Hydrangeas—beloved by home gardeners for their versatility and low-maintenance growing conditions—are also a popular bloom for dried arrangements that admirers can display for years. Though varieties with tighter "mop head-style" blooms—like Endless Summer—dry the best, according to Millie Marzec, co-owner of Washington state flower supplier Hydrangea Rangers, cone-shaped panicle hydrangeas will also work. As opposed to preserved hydrangeas, which are cut at the peak of their bloom and processed with chemicals to maintain their color, dried hydrangeas are allowed to naturally give up their moisture in a chemical-free process that results in subtle shades of green, pink, tan, aqua, and lavender.

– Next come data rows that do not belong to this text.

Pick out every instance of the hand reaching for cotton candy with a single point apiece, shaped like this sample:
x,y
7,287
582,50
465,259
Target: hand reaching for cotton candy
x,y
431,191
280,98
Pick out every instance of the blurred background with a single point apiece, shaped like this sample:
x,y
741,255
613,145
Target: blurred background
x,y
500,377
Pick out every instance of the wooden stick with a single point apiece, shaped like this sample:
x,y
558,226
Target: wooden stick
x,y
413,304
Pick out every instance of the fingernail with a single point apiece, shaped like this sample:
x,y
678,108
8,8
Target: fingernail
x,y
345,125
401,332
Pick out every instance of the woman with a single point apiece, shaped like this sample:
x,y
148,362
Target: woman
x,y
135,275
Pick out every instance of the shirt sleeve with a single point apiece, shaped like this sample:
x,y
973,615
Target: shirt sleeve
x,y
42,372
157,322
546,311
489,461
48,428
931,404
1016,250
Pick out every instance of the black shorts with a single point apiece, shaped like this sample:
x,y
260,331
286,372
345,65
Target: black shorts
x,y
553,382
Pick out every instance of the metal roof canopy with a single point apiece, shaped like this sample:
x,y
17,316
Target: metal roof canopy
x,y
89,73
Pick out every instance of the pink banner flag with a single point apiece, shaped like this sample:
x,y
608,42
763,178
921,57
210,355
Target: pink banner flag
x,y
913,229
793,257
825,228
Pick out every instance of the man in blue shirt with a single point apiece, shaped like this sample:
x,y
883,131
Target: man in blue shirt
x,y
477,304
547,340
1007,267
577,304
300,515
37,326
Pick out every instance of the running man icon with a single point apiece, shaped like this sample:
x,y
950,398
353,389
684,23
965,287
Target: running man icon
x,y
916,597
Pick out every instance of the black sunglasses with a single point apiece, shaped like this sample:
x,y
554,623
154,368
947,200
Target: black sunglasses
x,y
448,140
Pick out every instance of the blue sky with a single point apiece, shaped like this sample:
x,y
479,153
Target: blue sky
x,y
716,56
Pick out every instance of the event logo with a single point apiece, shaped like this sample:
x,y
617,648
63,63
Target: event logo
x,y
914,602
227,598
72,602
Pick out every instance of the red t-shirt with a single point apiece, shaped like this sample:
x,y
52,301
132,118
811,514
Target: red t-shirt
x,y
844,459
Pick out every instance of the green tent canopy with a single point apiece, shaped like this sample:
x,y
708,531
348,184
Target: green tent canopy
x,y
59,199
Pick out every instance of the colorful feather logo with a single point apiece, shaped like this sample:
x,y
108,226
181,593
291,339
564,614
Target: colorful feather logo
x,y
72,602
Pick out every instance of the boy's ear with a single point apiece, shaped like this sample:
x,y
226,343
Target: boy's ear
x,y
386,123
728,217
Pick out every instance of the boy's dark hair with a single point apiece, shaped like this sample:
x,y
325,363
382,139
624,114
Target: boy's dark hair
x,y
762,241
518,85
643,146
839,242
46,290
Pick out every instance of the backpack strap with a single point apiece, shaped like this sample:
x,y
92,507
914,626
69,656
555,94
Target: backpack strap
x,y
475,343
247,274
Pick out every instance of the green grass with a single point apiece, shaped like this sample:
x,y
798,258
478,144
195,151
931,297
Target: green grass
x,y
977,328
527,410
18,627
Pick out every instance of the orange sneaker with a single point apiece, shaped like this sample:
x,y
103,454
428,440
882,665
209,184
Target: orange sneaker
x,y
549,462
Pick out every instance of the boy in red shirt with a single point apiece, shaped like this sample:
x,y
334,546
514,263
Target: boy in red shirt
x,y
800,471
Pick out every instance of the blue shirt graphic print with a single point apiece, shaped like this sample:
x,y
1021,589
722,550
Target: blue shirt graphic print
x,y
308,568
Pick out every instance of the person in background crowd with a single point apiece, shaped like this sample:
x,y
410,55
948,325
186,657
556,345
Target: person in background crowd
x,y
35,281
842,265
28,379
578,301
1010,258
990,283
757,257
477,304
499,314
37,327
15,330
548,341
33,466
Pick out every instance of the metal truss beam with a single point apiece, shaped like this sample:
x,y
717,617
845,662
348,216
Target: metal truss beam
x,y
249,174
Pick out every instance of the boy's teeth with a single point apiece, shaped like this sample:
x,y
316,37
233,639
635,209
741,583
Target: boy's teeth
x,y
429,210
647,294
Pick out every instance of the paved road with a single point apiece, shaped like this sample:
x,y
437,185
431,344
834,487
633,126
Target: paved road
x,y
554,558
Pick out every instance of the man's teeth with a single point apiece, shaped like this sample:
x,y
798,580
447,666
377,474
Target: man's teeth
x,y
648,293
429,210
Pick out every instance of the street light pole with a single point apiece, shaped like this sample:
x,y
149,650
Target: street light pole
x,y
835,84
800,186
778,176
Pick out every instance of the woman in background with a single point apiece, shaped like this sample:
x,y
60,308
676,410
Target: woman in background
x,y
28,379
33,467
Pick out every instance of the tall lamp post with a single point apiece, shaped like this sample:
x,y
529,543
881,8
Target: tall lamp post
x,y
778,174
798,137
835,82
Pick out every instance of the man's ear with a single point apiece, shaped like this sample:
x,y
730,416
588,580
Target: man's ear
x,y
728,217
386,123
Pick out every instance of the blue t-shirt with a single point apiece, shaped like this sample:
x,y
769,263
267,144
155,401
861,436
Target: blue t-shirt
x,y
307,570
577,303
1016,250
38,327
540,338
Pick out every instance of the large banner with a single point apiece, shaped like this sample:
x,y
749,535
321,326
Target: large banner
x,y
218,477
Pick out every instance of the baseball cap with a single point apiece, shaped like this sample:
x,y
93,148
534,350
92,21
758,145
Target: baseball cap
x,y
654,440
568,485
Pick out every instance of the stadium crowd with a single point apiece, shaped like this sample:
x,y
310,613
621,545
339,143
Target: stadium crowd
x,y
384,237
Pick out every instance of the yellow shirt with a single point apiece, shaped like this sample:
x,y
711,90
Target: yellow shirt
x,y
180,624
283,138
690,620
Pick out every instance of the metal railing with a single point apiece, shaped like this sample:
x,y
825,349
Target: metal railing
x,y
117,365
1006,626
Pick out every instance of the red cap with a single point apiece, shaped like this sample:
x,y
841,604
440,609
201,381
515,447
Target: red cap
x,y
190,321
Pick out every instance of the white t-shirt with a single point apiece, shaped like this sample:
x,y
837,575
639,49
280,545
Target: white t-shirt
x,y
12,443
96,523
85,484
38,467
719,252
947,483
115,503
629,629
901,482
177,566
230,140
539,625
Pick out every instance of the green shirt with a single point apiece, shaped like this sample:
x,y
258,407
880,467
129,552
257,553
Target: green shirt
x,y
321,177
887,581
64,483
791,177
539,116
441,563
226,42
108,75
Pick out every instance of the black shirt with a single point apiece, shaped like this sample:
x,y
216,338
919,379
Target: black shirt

Once dried, the blooms work well mixed with other dried flowers, secured to wreaths, or presented as single, eye-catching statement pieces, and the process is simple—even for beginners. "All you have to do is be in tune with your flowers, and watch, and experiment," says Marzec.
When to Cut Hydrangeas for Drying
Hydrangeas dry best when you allow them to remain on the bush past their prime, cutting them when they begin to dry naturally toward the end of the season. "If you cut them too soon, they shrivel up," says Marzec, who recommends waiting until late summer—or even early fall for late-blooming varieties—to cut your stems. Pay close attention to the leaves, which start to feel papery and less fresh, and to the petals, which will begin to fold under as the colors fade, she says. The bloom's color is also a key factor, says Chris Link, co-owner of Nebraska-based online nursery Plant Addicts. "Most hydrangea flowers start off a certain color, like green or white, and turn into a different color, like pink or red," he says. "So just cut the flower when it's the shade of color you want, but before the flower turns brown."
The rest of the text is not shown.